Opium contains about 12% morphine, the related opiates codeine and thebaine, and the non-analgesic alkaloids papaverine and noscapine. Codeine was isolated in 1832 by Pierre Robiquet, a French chemist and was widely used for cough and pain. In 1874, English chemist C.R. Alder Wright synthesized diacetylmorphine (heroin) by heating morphine over a stove. It languished in the labs until 1898 when Bayer Pharmaceuticals decided to market it as a non-addictive cough suppressant. It became popular but was even more addicting than morphine. In the mid twentieth century the synthetic congeners of morphine pethidine (Demerol) and methadone were widely used, replaced later by several more modern agents.
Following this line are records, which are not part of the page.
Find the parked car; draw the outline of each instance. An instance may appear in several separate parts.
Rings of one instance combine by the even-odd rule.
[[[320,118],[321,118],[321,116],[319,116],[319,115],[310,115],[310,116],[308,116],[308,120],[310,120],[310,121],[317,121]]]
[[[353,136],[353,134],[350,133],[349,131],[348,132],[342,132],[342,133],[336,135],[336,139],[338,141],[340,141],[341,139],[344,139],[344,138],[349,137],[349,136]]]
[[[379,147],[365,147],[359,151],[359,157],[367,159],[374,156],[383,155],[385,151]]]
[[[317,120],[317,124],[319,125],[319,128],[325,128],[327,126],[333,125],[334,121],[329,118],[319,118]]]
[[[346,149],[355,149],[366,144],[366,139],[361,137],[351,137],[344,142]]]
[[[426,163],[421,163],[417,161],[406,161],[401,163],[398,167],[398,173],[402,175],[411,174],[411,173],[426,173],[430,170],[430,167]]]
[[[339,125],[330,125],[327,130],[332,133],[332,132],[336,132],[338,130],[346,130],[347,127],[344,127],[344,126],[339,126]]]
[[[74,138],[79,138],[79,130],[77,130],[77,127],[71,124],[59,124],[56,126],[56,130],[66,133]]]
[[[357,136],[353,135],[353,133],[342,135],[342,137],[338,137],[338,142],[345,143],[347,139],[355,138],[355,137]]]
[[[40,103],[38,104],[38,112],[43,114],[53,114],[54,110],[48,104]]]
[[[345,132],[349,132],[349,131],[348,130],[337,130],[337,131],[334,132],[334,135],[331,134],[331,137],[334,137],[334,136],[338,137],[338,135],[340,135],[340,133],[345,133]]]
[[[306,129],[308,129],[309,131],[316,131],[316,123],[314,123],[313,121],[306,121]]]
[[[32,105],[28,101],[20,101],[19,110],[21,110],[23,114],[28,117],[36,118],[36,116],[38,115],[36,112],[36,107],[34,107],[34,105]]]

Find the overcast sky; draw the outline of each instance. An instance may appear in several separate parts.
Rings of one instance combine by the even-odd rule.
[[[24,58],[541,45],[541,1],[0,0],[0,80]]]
By the early 20th century, the harmful addictive effects of psychotropic drugs opiates led most countries to gradually control their distribution and use. In the United States, the Harrison Narcotics Tax Act of 1914 restricted the sale of opiates. Today, the growing of opium poppies and the production of opium and its derivatives is illegal in most countries. It remains a major cash crop in places like Afghanistan, and illegal trafficking remains a major global issue. Various synthetic opioids, such as oxycodone and fentanyl, have been developed to replace opium, but unfortunately have also led to epidemics of addiction and misuse.